Earlier this week, it was reported that Gal Gadot may not return for the role of Wonder Woman in future DC Films (including Wonder Woman 2) if disgraced producer Brett Ratner was still involved in any way. Though Warner Bros. actually cut ties with Ratner, an agreement was still in place for him to get producing credits for films up until 2018.
Per the recent report:
“She’s tough and stands by her principles. She also knows the best way to hit people like Brett Ratner is in the wallet. She also knows that Warner Bros. has to side with her on this issue as it develops. They can’t have a movie rooted in women’s empowerment being part-financed by a man accused of sexual misconduct against women.”
That report was then denied in a statement by Warner Bros. to Business Insider:
“It’s false,” he said, repeating WB’s statement about the Page Six story.
A new report from Deadline says that Wonder Woman 2 is actually going to be released a few months earlier than initially reported:
Warner Bros/DC’s Wonder Woman 2 is going to be released a month and half earlier than originally announced, with a new date set for November 1, 2019. Warner Bros already had that date RSVP’ed on the calendar with an untitled DC movie. Patty Jenkins is on board to direct and Gal Gadot is locked in to reprise her role as the Daughter of Hippolyta.
In regards to the Ratner story above, it’s in line with what Gadot has previously said about how the character of Wonder Woman would handle sexual misconduct:
“I don’t think Wonder Woman would ever let anyone use his [or her] power against her will. Her will is very strong and so [is] she.”

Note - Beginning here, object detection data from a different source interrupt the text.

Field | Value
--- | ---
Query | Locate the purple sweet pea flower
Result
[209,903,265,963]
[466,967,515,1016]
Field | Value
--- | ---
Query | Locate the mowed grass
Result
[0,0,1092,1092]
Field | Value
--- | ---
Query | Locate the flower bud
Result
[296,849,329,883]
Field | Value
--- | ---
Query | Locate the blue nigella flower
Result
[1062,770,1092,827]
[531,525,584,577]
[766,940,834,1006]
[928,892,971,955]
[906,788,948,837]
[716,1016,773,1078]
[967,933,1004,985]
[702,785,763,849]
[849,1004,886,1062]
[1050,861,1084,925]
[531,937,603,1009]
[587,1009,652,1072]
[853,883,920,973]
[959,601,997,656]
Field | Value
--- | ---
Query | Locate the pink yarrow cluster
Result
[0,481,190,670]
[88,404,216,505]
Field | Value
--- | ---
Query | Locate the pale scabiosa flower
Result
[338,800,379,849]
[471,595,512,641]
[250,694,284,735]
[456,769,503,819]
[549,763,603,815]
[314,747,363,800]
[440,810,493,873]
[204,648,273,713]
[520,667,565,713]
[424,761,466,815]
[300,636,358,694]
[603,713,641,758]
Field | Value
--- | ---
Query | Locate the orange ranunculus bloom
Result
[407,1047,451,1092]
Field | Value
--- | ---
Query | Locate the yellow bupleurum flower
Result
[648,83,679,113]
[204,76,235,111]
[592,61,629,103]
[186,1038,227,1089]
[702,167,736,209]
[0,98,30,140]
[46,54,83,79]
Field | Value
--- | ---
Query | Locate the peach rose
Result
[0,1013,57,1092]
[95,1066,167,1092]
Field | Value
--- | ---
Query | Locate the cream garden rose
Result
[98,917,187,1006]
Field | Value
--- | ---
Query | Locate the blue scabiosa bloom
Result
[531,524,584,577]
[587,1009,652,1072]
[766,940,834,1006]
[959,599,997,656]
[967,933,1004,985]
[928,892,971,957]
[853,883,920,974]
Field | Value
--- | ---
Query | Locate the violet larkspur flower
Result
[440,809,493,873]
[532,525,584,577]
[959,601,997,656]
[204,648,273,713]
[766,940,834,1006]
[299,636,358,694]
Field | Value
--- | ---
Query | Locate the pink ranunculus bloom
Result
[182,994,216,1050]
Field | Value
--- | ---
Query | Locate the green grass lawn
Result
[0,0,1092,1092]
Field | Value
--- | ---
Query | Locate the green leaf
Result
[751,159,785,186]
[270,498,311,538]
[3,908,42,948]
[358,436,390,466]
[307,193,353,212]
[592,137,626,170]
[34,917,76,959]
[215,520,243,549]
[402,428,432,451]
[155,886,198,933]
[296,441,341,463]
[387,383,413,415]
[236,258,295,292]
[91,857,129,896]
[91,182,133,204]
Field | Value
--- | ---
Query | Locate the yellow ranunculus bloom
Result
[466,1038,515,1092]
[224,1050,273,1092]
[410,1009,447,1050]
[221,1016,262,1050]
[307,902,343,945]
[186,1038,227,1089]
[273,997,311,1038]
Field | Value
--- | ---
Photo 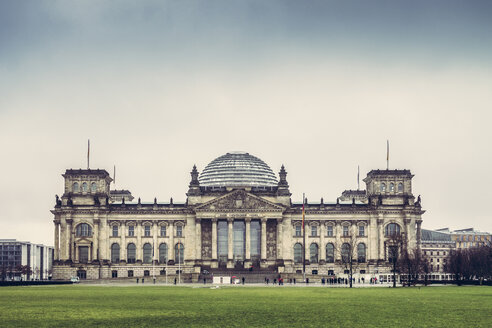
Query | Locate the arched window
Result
[342,243,352,263]
[75,223,92,237]
[111,243,120,263]
[326,243,335,263]
[174,243,184,264]
[159,244,167,263]
[385,223,400,236]
[294,243,302,263]
[357,243,366,263]
[144,243,152,263]
[309,243,318,263]
[126,243,137,263]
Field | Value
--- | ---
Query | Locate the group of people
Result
[265,277,284,286]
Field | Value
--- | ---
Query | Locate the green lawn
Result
[0,285,492,328]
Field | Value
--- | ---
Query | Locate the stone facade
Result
[52,155,424,279]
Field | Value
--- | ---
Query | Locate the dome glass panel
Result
[198,152,278,187]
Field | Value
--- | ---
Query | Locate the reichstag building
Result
[51,152,424,281]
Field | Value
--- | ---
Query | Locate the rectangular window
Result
[79,246,89,263]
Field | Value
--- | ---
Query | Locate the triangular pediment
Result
[195,190,285,212]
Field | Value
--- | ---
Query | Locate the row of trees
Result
[339,234,492,287]
[0,265,32,281]
[445,245,492,285]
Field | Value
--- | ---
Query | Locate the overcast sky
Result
[0,0,492,245]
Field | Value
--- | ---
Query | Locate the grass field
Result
[0,285,492,327]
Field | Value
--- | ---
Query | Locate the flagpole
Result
[152,243,155,283]
[87,139,91,169]
[386,140,389,170]
[302,193,306,282]
[357,165,360,190]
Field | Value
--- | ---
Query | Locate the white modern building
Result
[0,239,54,280]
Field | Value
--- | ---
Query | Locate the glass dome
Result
[198,152,278,187]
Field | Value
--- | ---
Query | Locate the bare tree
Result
[398,247,430,286]
[386,231,405,288]
[337,236,366,288]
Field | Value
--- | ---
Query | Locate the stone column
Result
[169,221,174,261]
[277,219,284,259]
[334,220,343,260]
[54,220,60,261]
[92,218,99,261]
[212,218,217,260]
[227,218,234,261]
[65,219,76,261]
[195,219,202,260]
[152,220,159,261]
[120,221,127,262]
[99,215,110,260]
[60,218,68,260]
[367,216,379,260]
[261,218,267,260]
[319,222,326,261]
[135,221,143,262]
[378,214,385,260]
[244,218,251,261]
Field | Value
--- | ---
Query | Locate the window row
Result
[111,243,184,264]
[295,225,366,237]
[111,225,183,237]
[72,182,97,192]
[294,243,367,263]
[379,182,403,192]
[295,223,400,237]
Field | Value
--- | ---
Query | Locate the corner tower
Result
[363,170,415,205]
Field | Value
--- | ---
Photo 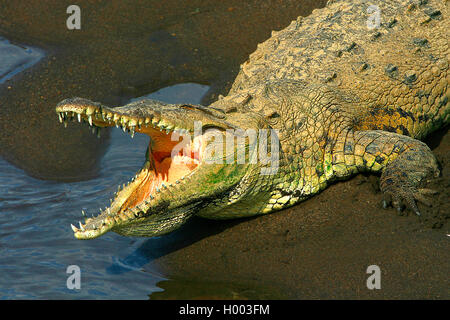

The allegations against Brett Ratner are pretty disturbing, one of which involved X-Men actress Olivia Munn claiming Ratner masturbated in front of her:
Olivia Munn said that while visiting the set of the 2004 Ratner-directed “After the Sunset” when she was still an aspiring actress, he masturbated in front of her in his trailer when she went to deliver a meal. Munn wrote about the incident in her 2010 collection of essays without naming Ratner. On a television show a year later, Ratner identified himself as the director, and claimed that he had “banged” her, something he later said was not true. The same year her book was published, Munn ran into Ratner at a party thrown by Creative Artists Agency and he boasted of ejaculating on magazine covers featuring her image, she told The Times.
She said that persistent false rumors that they had been intimate have infuriated her, prompting her to talk to The Times in support of other women who are “brave enough to speak up.”
Another involved Ratner being homophobic to actress Ellen Page when she was just 18, per Page:
“‘You should f*** her to make her realize she’s gay.’ He said this about me during a cast and crew ‘meet and greet’ before we began filming X-Men: The Last Stand. I was eighteen years old. He looked at a woman standing next to me, ten years my senior, pointed to me and said: ‘You should f*** her to make her realize she’s gay.’ He was the film’s director, Brett Ratner.”
Page added:
“I was a young adult who had not yet come out to myself. I knew I was gay, but did not know, so to speak. I felt violated when this happened. I looked down at my feet, didn’t say a word and watched as no one else did either. This man, who had cast me in the film, started out months of filming at a work event with this horrific, unchallenged plea. He ‘outed’ me with no regard to my well-being, an act we all recognize as homophobic. I proceeded to watch him on set say degrading things to women. I remember a woman walking by the monitor as he made a comment about her ‘flappy p*****.’”
We’ll see Gal Gadot’s Wonder Woman next in Justice League, which hits theaters this Friday, and hopefully, for quite some time.